このコーナーでは「暮らし、仕事、社会」、私達の身近なところにあるデジタル化の動きをご紹介しています。
本格的な冬山シーズンを前に雪山での遭難事故を防ごうと、警察や自治体などは登山客やバックカントリースキー客に注意を呼びかけています。
警察庁がまとめた今年7月から8月の全国の山岳遭難件数は、前年時期と比べて70件増の738件。遭難者は23人増の809人で、うち死者・行方不明者は16人増の61人。 遭難件数、遭難者ともに統計が残る1968年以降で最多となっています。
そうしたなか今回は、登山の遭難リスクに備える機能を持つ無料の登山地図アプリ“YAMAP”を運営する株式会社ヤマップのプロダクトマネージャー中島仁史さんにYAMAPについてお話を伺いました。
まずは、登山地図アプリ「YAMAP」は、どういったアプリなのでしょうか?
「電波が届かない山の中でも現在地を確認できるアプリで、登山前に地図をダウンロードしておくことで、電波が届かない山の中でも現在地が確認できて、登山の安全性が高まるというようなアプリになります。登山中に自分が歩いてきた軌跡(足跡)が確認できるので、例えば山の中で道に迷って登山口に戻りたいという時とか、山頂に着いたあと下山する時とかそういった時に、安全に自分が通ってきたルートを辿って下山することができます。登山中以外でも、事前に登山の計画を立てたりとか、山に行ったときに自分の記録を日記として残して、写真と一緒に思い出を振り返るというような機能もあります」
さらに、具体的な機能やこのアプリのメリットについて伺いました。
「最初に見守り機能という機能がありまして、こちら4年くらい前に開発した機能なのですが、その機能を発展させるような形で発展的に作ったものが、今回のグループ位置共有機能という機能になります。
見守り機能という機能は、登山に行っている方が、自分の登山中の現在の位置情報を、家族や友人、一緒に登山されている方ではなく、お家で待っている方向けに自分の現在の居場所を教えることができる機能で、山岳遭難が発生した時というのは、どれだけ早く遭難が発生したかを警察や関係機関に通報と言いますか相談できるかが極めて遭難救助の上では重要なのですが、こういった機能がない場合、例えば今日帰る予定だったのに帰らなかったとか、その翌日とか遭難が発生した後、時間が経ってからしか警察に救助を依頼することができません。しかし、この見守り機能があれば、登山中にリアルタイムでその登山者が今どの位置にいるかというのが、確認できるようになりますので、家族か友人の方が、これはちょっと様子がおかしいかもと分かった時にすぐ関係機関に相談できるというところがメリットとしてありました。

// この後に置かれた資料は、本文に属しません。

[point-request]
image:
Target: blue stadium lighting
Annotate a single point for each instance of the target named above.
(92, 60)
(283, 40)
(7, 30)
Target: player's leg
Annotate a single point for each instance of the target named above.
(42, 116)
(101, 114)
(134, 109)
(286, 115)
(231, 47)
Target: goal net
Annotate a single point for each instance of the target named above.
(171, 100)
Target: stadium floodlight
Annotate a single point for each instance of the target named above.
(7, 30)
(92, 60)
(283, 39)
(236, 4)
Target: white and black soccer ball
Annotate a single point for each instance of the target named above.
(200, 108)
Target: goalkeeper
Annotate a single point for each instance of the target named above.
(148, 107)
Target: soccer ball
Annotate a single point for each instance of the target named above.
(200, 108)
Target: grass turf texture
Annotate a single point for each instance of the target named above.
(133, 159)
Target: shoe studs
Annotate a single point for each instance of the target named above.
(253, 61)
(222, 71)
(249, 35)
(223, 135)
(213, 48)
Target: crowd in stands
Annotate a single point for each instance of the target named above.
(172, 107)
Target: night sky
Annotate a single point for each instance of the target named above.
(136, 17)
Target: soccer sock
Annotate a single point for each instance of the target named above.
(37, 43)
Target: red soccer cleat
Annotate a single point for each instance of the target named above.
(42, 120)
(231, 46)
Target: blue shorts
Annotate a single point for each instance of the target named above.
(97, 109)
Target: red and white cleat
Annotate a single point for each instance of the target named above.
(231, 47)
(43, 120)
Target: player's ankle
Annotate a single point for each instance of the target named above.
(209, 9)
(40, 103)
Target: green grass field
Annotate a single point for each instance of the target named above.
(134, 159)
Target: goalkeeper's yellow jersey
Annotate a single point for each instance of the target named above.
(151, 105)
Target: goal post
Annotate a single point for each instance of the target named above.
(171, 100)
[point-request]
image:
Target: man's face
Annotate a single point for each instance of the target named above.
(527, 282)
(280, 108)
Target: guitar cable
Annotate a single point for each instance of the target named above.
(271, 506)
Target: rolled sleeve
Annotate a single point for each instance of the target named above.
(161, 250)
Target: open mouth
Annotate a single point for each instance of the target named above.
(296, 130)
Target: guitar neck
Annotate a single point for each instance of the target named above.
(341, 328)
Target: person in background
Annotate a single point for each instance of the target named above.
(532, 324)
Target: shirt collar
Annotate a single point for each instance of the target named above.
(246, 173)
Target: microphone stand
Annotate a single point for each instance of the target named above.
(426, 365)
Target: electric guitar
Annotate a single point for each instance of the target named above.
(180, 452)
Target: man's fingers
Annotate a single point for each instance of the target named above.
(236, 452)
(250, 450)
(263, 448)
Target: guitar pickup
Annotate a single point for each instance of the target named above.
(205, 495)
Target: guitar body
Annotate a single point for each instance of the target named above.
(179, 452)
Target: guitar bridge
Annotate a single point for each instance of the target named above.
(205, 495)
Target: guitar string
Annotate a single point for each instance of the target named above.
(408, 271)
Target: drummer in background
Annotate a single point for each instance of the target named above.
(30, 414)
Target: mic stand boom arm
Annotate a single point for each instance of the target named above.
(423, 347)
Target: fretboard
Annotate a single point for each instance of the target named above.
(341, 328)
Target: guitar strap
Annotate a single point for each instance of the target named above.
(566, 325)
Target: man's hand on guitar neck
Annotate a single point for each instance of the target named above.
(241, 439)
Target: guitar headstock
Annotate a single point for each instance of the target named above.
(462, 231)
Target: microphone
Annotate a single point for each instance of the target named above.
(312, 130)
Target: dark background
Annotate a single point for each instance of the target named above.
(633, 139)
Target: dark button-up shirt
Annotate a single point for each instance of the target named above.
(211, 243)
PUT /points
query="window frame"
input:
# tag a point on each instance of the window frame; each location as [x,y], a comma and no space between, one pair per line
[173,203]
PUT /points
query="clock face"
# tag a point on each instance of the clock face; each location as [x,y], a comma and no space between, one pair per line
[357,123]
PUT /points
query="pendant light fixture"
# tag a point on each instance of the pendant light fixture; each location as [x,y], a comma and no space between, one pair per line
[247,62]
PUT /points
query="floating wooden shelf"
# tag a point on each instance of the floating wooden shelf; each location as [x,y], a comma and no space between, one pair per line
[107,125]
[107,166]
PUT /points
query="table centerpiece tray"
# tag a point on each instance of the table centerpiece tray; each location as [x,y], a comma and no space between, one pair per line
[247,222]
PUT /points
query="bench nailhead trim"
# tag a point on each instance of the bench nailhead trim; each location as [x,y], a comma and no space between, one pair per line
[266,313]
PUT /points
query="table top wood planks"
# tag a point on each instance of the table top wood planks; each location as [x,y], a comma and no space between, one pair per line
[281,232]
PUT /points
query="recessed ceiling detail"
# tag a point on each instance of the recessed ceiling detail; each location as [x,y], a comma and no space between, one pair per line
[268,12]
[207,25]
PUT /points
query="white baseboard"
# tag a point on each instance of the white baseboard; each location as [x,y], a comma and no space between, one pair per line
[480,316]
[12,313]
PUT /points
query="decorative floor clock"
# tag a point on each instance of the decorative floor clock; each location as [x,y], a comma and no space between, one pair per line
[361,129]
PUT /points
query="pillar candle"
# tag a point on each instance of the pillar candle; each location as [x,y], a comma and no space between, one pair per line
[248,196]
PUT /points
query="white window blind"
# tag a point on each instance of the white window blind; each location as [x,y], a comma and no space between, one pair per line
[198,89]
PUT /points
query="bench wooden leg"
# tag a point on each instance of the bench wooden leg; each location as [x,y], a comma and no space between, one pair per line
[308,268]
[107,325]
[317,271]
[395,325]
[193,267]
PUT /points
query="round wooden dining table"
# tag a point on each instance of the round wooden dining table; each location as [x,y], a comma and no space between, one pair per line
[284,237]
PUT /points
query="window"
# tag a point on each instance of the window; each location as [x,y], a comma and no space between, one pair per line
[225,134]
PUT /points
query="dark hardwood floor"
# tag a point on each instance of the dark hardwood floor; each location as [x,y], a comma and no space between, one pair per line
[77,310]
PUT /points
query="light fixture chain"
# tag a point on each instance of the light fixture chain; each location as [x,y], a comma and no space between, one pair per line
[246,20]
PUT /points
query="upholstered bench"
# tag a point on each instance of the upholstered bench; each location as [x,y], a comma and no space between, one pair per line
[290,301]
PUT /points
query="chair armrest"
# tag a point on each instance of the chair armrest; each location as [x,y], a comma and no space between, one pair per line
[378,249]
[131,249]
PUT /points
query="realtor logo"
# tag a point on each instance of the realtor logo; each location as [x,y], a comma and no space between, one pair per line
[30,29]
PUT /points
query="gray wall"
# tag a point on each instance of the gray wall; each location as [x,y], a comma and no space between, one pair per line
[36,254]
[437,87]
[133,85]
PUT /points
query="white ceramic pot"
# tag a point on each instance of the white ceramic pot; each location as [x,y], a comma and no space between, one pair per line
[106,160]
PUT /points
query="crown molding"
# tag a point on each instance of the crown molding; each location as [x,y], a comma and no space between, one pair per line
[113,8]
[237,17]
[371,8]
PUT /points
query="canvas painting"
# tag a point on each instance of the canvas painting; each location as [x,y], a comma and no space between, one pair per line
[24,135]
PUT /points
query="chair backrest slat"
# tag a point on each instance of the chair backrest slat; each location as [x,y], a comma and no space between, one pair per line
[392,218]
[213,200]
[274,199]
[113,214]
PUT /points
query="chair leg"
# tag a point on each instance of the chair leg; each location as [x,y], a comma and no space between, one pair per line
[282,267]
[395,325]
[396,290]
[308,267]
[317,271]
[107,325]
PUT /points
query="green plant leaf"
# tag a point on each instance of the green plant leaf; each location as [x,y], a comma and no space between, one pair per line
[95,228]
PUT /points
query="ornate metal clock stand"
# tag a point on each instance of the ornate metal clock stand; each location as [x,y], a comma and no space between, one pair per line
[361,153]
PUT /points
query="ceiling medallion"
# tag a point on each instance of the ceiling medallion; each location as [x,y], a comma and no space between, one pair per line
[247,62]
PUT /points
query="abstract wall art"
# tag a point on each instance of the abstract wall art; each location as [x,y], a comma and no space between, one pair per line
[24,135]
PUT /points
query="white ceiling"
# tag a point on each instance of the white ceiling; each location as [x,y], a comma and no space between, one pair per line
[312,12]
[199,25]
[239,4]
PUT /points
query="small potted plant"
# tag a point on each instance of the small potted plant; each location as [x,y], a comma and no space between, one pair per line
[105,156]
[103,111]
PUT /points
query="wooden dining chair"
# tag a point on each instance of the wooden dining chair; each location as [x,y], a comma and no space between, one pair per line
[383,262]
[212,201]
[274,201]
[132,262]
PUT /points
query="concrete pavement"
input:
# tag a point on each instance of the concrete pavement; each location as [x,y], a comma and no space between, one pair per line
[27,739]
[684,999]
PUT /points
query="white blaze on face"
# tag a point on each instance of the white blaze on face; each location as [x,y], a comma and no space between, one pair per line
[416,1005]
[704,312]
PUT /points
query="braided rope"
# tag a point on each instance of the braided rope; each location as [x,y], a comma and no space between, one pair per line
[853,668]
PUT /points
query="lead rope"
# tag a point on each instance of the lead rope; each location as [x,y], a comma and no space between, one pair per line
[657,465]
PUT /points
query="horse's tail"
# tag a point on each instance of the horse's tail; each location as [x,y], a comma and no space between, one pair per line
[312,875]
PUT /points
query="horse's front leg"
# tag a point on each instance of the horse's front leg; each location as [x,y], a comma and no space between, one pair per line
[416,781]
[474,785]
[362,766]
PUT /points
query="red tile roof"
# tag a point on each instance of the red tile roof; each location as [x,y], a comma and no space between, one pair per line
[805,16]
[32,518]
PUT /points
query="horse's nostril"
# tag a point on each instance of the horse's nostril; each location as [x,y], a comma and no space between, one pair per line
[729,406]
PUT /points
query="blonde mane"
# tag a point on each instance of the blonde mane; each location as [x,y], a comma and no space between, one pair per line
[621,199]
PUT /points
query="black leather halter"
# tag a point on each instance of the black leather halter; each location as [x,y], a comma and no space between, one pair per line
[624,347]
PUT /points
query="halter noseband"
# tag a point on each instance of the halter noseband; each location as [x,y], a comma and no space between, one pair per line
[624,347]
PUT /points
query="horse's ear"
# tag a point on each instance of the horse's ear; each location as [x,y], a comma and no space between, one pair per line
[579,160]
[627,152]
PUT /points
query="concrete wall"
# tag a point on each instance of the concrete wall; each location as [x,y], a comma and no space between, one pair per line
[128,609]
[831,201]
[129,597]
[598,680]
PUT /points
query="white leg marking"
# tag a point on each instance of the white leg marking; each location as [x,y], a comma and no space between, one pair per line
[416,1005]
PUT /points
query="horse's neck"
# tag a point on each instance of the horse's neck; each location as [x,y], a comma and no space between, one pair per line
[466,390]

これが見守り機能なのですが、その見守り機能のデータを使って、登山中にお互いが離れてしまったりとか、場所が見えなくなったりした時に、どこに一緒にいた人たちがいるのか確認できるようにしたものがグループ位置共有機能になります。
見守り機能というのは遭難防止というか、遭難が発生した時どれだけ迅速に救助に進めるかというのが目的ですが、もちろん待っている方に安心してもらうというのも目的なのですが、グループ位置共有機能に関しては、遭難を防ぐと言いますか、例えば離れてしまったら、離れてしまったことに気づけるとか、離れた後にどうやって合流するかというような遭難防止というか、起こる前にどう防ぐかという観点が強いかなと思っています」
最後に、この「YAMAP」に対する期待、思いについて伺いました。
「すべての機能に共通してなのですが、多くの方がより安心・安全に登山を楽しめるようになって欲しいと思っています。山や自然は、人が定期的に山に入って手を入れることで守られてきたという側面がありまして、少しでも山に興味関心を持つ人が増えて、登山と登山文化を未来に残していきたいというのが、我々の想いなのですが、ただ、誰でも簡単に山に入れるようになることで、やはり知識が足りないと危険な部分もありますので、そういった時にこういったアプリの機能でそれをサポートしたいというふうに思っております。例えば、グループ位置共有で、すでに登山をされている方が、家族や友人を連れて山に行きやすくなって、その方達の安全に貢献できれば良いなというふうに思っていて、そういった効果と言いますか、山に行く人を増やしたいというか、そういった期待をしています。山に行く障害を少しでも取り除きたいという、山へのハードルを下げたいというのが根本にあって、そういった効果を期待しています」
中島さん、貴重なお話、ありがとうございました。